In the case $B = A^T$, the transpose of $A$, since $B_s = (A^T)_s=(A_s)^T$ the formula gives

$$\det(AA^T) = \sum_{\begin{array}{c} s\subseteq\{1,\ldots ,m\}\\ |s=n|\end{array}} \det(A_s)\det((A_s)^T)=\sum_{\begin{array}{c} s\subseteq\{1,\ldots ,m\}\\ |s=n|\end{array}} (\det(A_s))^2$$

Since the parallelotope in $\mathbb{R}^n$ generated by the $n$ row vectors of $A$ has measure $\sqrt{\det(AA^T)}$, then the formula says that the square of the $n$-dimensional measure of an $n$-dimensional parallelotope equals the sum of the squares of the measures of its projections onto all possible $n$-dimensional coordinate hyperplanes. If $n = 1$ this reduces to the Pythagorean theorem.

Answer 12

The discrete form of the parallel axes theorem for the second moment of area for $\,n\,$ points $\,A_k\,$ with centroid $\,G\,$ and an arbitrary point $\,P\,$ is $\,\sum_{k=1}^n PA_k^2 = n \cdot PG^2 + \sum_{k=1}^n GA_k^2 \;\;(*)\,$.

Let $\,\triangle ABC\,$ be a right triangle and $\,O\,$ the midpoint of hypotenuse $\,BC\,$, known to also be its circumcenter, so $\,OA = OB = OC = \frac{1}{2} BC\,$. Then$\,(*)\,$ for $\,A_1A_2A_3 \equiv BOC\,$, $\,G\equiv O\,$ and $\,P \equiv A\,$ reduces to Pythagoras' theorem:

$$ \require{cancel} \begin{align} AB^2+AO^2+AC^2 = 3 \, AO^2 + OB^2+\bcancel{0}+OC^2 \iff AB^2+AC^2 &=4 AO^2 = BC^2 \end{align} $$

Answer 13

In a less “higher” maths fashion : This Numberphile video somewhat says that Pythagoras theorem is a special case of Ptolemy’s theorem which is a more general view of properties of a cyclic quadrilateral. But navigating between the 2 always seems some sort of tautology to me …

There is also Casey’s theorem which reduces to Ptolemy’s (so which could reduce to Pythagoras’).
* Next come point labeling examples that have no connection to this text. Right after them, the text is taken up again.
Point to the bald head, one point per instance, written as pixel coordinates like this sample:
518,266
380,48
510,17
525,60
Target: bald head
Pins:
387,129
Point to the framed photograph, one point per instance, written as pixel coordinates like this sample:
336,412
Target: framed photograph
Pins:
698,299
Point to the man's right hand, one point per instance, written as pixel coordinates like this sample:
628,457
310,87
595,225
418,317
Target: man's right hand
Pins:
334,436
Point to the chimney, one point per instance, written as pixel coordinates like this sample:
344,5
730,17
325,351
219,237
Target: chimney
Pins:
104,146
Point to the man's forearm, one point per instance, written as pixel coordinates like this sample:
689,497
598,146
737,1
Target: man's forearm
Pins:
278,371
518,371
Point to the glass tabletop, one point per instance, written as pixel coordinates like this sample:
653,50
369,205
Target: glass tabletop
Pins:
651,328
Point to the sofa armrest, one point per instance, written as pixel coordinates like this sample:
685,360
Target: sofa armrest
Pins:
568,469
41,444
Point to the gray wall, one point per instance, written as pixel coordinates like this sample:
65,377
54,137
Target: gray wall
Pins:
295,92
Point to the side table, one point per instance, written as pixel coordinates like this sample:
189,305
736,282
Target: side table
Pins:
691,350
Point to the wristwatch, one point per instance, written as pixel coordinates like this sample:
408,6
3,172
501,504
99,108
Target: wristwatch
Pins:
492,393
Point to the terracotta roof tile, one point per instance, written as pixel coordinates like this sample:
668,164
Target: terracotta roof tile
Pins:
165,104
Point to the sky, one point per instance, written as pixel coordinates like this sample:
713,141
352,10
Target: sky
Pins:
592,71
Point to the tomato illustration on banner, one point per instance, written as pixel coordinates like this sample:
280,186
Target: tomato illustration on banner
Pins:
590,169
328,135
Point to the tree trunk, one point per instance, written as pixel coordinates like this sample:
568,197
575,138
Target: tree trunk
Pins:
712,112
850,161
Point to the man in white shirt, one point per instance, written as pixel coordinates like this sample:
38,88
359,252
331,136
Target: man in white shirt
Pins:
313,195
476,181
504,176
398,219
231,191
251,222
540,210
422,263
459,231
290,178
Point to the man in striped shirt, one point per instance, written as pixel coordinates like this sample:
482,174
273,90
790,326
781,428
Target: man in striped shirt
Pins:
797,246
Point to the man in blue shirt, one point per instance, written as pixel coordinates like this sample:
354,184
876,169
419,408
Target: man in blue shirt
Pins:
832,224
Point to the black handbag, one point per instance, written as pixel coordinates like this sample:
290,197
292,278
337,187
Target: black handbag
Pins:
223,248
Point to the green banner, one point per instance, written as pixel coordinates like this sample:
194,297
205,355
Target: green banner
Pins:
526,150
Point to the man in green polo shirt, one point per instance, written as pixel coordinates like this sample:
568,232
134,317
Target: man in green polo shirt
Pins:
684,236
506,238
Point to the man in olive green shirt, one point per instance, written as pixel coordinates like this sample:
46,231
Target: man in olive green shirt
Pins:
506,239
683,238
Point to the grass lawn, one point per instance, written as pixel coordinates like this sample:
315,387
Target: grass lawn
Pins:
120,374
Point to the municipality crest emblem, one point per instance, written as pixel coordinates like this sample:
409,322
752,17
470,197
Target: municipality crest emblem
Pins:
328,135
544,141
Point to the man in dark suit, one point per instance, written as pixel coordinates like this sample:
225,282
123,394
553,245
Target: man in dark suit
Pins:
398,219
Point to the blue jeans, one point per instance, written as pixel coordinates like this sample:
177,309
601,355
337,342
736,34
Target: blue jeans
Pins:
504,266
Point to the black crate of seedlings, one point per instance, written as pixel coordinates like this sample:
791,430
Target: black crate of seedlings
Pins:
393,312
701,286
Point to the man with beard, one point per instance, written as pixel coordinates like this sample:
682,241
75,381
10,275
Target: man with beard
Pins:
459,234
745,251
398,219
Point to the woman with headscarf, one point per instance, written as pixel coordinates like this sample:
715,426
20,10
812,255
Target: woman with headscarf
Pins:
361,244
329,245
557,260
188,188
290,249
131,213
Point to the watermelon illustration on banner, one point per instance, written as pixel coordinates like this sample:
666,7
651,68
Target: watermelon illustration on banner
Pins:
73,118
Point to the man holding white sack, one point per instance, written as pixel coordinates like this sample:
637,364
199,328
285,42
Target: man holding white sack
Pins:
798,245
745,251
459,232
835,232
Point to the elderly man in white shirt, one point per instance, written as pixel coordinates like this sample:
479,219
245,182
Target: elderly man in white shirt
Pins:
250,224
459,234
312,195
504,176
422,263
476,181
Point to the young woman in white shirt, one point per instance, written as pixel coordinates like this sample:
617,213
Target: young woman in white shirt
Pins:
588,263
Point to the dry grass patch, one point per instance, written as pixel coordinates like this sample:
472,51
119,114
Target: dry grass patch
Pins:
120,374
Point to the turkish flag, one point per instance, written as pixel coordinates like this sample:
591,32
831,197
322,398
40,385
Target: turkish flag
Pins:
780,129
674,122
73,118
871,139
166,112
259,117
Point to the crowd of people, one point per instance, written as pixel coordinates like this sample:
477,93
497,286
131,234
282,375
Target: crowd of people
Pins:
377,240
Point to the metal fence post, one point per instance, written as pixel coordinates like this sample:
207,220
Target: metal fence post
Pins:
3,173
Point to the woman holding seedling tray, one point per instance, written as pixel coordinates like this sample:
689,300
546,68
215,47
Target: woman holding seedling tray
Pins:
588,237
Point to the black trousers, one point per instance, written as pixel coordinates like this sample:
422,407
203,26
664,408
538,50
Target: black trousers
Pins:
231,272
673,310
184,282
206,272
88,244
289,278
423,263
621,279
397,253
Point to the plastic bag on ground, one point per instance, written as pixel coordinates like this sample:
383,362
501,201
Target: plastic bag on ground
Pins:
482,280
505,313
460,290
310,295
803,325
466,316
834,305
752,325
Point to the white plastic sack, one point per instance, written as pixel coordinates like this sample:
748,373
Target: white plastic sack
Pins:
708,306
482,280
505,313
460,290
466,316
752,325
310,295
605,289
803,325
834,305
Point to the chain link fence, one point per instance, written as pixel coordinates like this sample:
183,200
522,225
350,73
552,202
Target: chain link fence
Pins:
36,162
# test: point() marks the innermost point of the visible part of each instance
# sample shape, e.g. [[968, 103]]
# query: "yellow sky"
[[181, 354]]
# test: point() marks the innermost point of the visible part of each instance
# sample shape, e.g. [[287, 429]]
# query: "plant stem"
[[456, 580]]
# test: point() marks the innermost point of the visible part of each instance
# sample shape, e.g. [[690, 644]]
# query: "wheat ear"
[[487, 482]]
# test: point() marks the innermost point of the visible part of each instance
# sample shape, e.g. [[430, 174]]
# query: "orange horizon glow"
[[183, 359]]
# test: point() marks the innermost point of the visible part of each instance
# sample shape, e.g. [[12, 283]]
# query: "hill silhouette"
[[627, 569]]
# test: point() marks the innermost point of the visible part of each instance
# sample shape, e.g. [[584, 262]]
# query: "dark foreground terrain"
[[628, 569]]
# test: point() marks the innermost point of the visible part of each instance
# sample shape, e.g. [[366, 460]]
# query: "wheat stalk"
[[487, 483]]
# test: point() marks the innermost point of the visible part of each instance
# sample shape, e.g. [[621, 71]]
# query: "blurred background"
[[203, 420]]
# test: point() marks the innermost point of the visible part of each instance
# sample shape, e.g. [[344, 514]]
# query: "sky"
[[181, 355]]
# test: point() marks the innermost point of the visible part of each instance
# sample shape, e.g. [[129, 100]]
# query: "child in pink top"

Quoting the Ptolemy’s theorem Wikipedia article :

More generally, if the quadrilateral is a rectangle with sides $a$ and $b$ and diagonal $d$ then Ptolemy's theorem reduces to the Pythagorean theorem. In this case the center of the circle coincides with the point of intersection of the diagonals. The product of the diagonals is then $d^2$, the right hand side of Ptolemy's relation is the sum $a^2 + b^2$.

Later on, it is cited as a corollary theorem.

Answer 14

There’s an “n-dimensional Pythagorean theorem” https://billcookmath.com/papers/2012-06_nD_pythag.pdf, saying that the square of the $k$-dimensional area of a $k$-dimensional parallelogram $P$ in $n$-space is equal to the sum of the squares of the $k$-dimensional areas of the projections of $P$ onto all $k$-dimensional planes spanned by the coordinate axes.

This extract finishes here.